„Auf keinen Fall konventionell“

Die aus Ravensburg stammenden Künstler Dorothee Schraube-Löffler und Johannes Braig stellen ihre gegensätzlichen Werke derzeit in der Stadtgalerie aus.
Die aus Ravensburg stammenden Künstler Dorothee Schraube-Löffler und Johannes Braig stellen ihre gegensätzlichen Werke derzeit in der Stadtgalerie aus.
Foto: WP

Sundern..  „Ich war auf Anhieb begeistert“, erinnert sich der Stuttgarter Künstler Johannes Braig an seine spontane Reaktion, als er die Stadtgalerie zum ersten Mal auf Fotos sah. Sie habe etwas „Museales“, etwas „ganz Besonderes“. Dass hier schon Werke von Penck oder Baselitz präsentiert wurden, weiß er. Umso größer sei für ihn die Ehre, seine Bilder nun in Sundern ausstellen zu dürfen – gemeinsam mit Arbeiten von Dorothee Schraube-Löffler.

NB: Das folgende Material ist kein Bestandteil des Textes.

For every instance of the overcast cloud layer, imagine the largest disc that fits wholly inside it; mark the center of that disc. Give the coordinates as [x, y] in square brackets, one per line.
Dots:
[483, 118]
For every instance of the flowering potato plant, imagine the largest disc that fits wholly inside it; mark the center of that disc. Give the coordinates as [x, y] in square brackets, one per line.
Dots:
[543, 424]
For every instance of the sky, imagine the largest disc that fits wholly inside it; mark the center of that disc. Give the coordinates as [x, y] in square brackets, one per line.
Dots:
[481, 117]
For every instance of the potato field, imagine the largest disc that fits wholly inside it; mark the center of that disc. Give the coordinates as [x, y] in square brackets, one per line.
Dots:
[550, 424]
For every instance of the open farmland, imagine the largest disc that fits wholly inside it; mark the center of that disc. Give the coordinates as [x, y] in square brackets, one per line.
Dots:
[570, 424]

Farbenprächtige Alien-Köpfe auf monochromen Hintergründen und fast schon abstrakte Gesichter durch unkonventionelle „Schütt-Technik“ – Johannes Braigs Bilder polarisieren. Beim Entstehungsprozess seiner Gesichter mit solch außergewöhnlichen Titeln wie „Spätmoderner Minotaurus“ oder „Der Kunde ist König“ schüttet er Farbe auf die Leinwand und verteilt diese dann, ohne einen einzigen Pinselstrich auszuführen. „Diese Bilder sind fast schon wie Selbstporträts“, analysiert Kuratorin und Kunstvereins-Vorsitzende Anne Knapstein. Darauf weisen auch die immer verschiedenen Signaturen hin, mit denen Braig seine Werke kennzeichnet. Mal steht dort „Jannis“, mal „Hansi“. Denn eines ist seine Kunst auf keinen Fall: konventionell!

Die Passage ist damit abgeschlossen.